Just starting out, CRCL loaded its start up portfolio with top tier acquisitions. On July 6, 2011, CRCL announced:
“The Company has acquired mineral interests, overriding royalty interests and non-operated working interests in a set of producing and non-producing oil and gas assets throughout Texas comprised of over 30,000 gross acres.
“The acquisition includes production from the Eagle Ford Shale, Austin Chalk, Wolfcamp, Woodbine and Deep Bossier formations.
“EnCana Oil & Gas (USA), Inc., Chesapeake Energy, Newfield Exploration Company, CML Exploration, LLC and Petromax Operating are operators of the respective assets.

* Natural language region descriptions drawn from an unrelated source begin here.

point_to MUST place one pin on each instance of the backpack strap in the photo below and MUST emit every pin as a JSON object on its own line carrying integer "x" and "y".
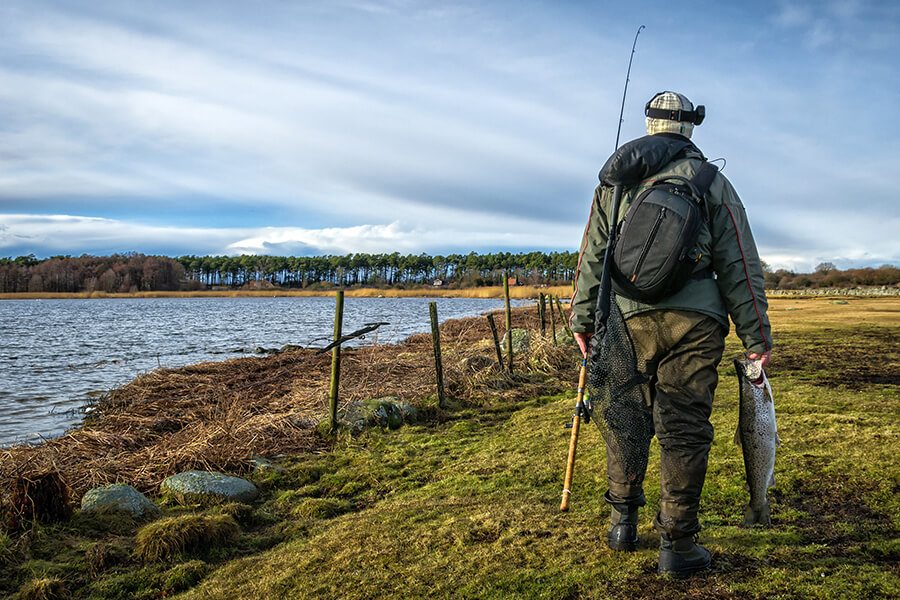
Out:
{"x": 703, "y": 178}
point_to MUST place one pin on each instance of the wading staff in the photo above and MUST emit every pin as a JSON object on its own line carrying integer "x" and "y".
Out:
{"x": 582, "y": 410}
{"x": 573, "y": 439}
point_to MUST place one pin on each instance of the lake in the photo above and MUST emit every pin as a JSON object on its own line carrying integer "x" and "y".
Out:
{"x": 58, "y": 355}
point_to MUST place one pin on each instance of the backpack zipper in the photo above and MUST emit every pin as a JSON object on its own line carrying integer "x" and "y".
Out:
{"x": 646, "y": 248}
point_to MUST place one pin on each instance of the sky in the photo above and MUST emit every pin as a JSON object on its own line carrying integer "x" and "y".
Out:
{"x": 305, "y": 128}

“Revenue from the properties averaged more than $125,000 per month from April, 2011 to January, 2012.”
With this start up acquisition, CRCL locked in:
1. Ongoing Revenue
2. Proven Reserves
3. Top Tier Operations
Many of the oil and gas juniors we evaluate don’t report revenue for years, if ever!
With substantial holdings in Kansas and a solid base of Texas operations, CRCL is building impressive potential for a potential explosive future growth.
With the global demand for oil growing, political tensions heightening and new oil supplies shrinking, oil may surpass $150 a barrel sooner than expected.